Let me be clear in saying that I do not regret my path. I would not be happily writing this post if I had traveled by any other route. I like to think I’ve earned the joy and peace that I have in my current circumstances, but I know they are a gift from my loving Father, as are my beautiful wife and wonderful children (and grandchild). Despite all I have been through, I would not trade my journey to receiving any of them away. But neither would I wish my road on anyone – only now, finally, are there things I won’t do again.

Actually, I would warn the happy couple of quite the opposite of my experience. The greatest danger I perceive for them is the Elder Brother’s … the pride of having “stayed the course.” Remember, the strength that has kept you on “the straight and narrow” has its source in your trust in God. Humbly, “It was a gift. Keep it.” (I had to get a quote from the movie in.)
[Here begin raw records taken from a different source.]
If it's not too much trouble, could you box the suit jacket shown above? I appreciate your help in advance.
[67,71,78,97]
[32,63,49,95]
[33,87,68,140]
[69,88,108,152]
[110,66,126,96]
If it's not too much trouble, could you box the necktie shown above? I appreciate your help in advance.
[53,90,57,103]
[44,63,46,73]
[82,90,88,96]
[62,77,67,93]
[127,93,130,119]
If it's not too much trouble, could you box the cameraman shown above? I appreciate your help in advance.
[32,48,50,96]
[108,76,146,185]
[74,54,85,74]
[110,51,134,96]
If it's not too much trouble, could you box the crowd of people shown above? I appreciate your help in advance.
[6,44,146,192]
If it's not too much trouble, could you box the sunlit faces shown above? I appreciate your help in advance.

The verses I highlighted in your Bible are:

1 Corinthians 10:13 (memorized early in my healing)
No temptation has overtaken you that is not common to man. God is faithful, and He will not let you be tempted beyond your ability, but with the temptation He will also provide the way of escape, that you may be able to endure it.

You’ve already got this one down, whether you realize it or not. Simple being true to your values through your wedding date is proof of that. This world offers many shiny things to distract you from your beliefs.

Psalm 13:5-6
But I have trusted in your steadfast love;
my heart shall rejoice in your salvation.
will (still) sing to the Lord,
because he has dealt bountifully with me.

Know that you will fail sometimes. You will feel like God has abandoned you. I pray that these times will be few, but they are the way of this broken world. Hang on to this whole Psalm, which has taken me from anger and despair back to His loving, comforting embrace many, many times.

Being Christian is understanding that we will have absolutely nothing to regret on that day – even the ‘good’ things we might have missed. We are in this world only temporarily. Yes, there are things to consummate here, and we can enjoy our successes and learn from our trials, but, in the end, we are bound for something better. A renewed Eden, where only good is.